During their trip to Canada, Corner Inlet Boxing Club’s Jarvis Bindloss (second from left), Lachlan Lewis (third from left), Scott Bindloss (middle) and Tyler Bindloss (second from right) trained at the St Catharines Amateur Boxing Club in Ontario, where they posed for this photo with some of the coaches.

By Kirra Grimes

MEMBERS of the Leongatha-based Corner Inlet Boxing Club had the chance to put their skills to the test on the world stage on a recent trip to North America.
Accompanied by coach Scott Bindloss, young boxers Tyler Bindloss, Jarvis Bindloss and Lachlan Lewis travelled to Ontario, Canada at the beginning of February to compete in the country’s largest amateur boxing tournament, the Brampton Cup, an annual event drawing over 250 junior, youth and elite boxers from 60 plus boxing clubs.
Competing in the 75kg open elite class, 19-year-old Tyler, in his first fight in two years, put in an impressive effort against a four-time Canadian national champion with 76 fights under his belt.
Lachlan, 15, came away with a gold medal after his fight in the 52kg junior category.
But 16-year-old Jarvis returned home with a less desirable souvenir after his fight in the 60kg youth section. He was headbutted, resulting in an injury to his face that required six stitches.
The boys also visited New York City as part of the trip, getting in a bit of sightseeing and training alongside world champion boxers at the famous Gleason’s Gym in Brooklyn.
Scott, who’s had plenty of experience attending international boxing events as a coach and team manager, said the aim of the trip was to take the up and coming Corner Inlet boxers’ skills to the next level, with a spot at the world titles the ultimate goal.
“For them to be competitive on the world stage, the best way to develop their skills is to take them out and compete wherever we can,” Scott said after touching down back in Australia last week.
“This was their first taste of international competition and I’m very happy with how they performed.
“They were all very competitive and presented themselves really well.
“Tyler had a really tough opponent – a super sharp boxer who’s represented Canada at the world championships.
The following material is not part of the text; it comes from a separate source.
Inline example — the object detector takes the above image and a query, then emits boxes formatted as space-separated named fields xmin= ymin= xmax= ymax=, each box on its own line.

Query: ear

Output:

It was a hard fight but he wasn’t far off him.
“Jarvis was winning his fight when he got headbutted and it was unfortunate that they awarded the win to his opponent. But all the boys had a ball.”
Scott hopes to take a bigger group from South Gippsland to the Brampton tournament next year, including female boxers Grace Patterson and Kinesha Anderson, who he said were destined for big things.
“This year we went as the ‘guinea pigs’ and we were welcomed with open arms,” Scott said.
“The local boxing clubs in Ontario went above and beyond to accommodate us, so we’ve got some really good friends and contacts over there now.
“I’d love to take a group of 10 or 20 boxers next time and give them the exposure they need to get to world championship level.
“Raising the funds is always the challenge but we had a lot of community support to get there this time.”